The Supreme Court will hear an appeal today regarding the court’s ruling last year in favour of the Tatas in the ouster of the former chairman and the distribution of shares. The ruling came in the wake of a plea filed by Cyrus Investments Group in April of last year that asked for the order to be reconsidered.
In April 2021, Cyrus Mistry petitioned the Supreme Court to reconsider its March 26 order upholding Tata Son’s decision to oust him as chairman.
Today, the dispute case shall be heard in the chamber by a bench consisting of Chief Justice of India NV Ramana, Justice V Ramasubramaniam, and Justice AS Bopanna.

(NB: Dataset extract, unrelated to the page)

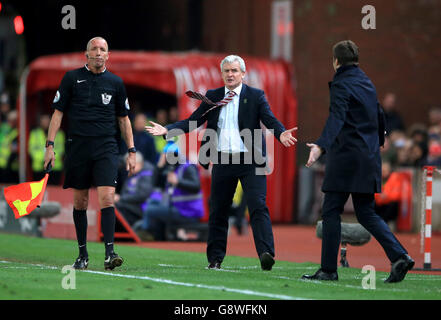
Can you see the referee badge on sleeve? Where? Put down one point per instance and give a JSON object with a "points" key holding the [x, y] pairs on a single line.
{"points": [[57, 97], [106, 98]]}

Last year, the Supreme Court backed Mistry’s removal, overturning a December 2019 verdict by the National Company Law Appellate Tribunal (NCLAT) that had ordered Mistry’s reinstatement as Tata Sons chairman.
The court dismissed Cyrus Investments and Sterling Investments’ claims that Mistry’s expulsion was an act of oppression against minorities, saying that all legal questions were in the Tatas’ favor.
“That failed business decisions and the removal of a person from Directorship can never be projected as acts oppressive or prejudicial to the interests of the minorities, is too well-settled,” judges had stated. The court also stated that both parties could pursue legal action in the case of a shared dispute.
After a falling out with the group’s former chairman Ratan Tata, Cyrus Mistry was dismissed as chairman of Tata Sons in October 2016.
Cyrus Investments Pvt Ltd and Sterling Investments Corporation Pvt Ltd filed a complaint with the National Company Law Appellate Tribunal in December, saying that Tata Sons had oppressed minority shareholders mismanaged the company. They also objected to Mistry’s dismissal.
The NCLT supported Mistry’s dismissal as Executive Chairman and Director in a 2017 ruling, stating that simply because Tata Sons’ board of directors held a meeting today on short notice or put the item agenda (removing Mistry from his top position) at the last minute, it can not be called a fraud.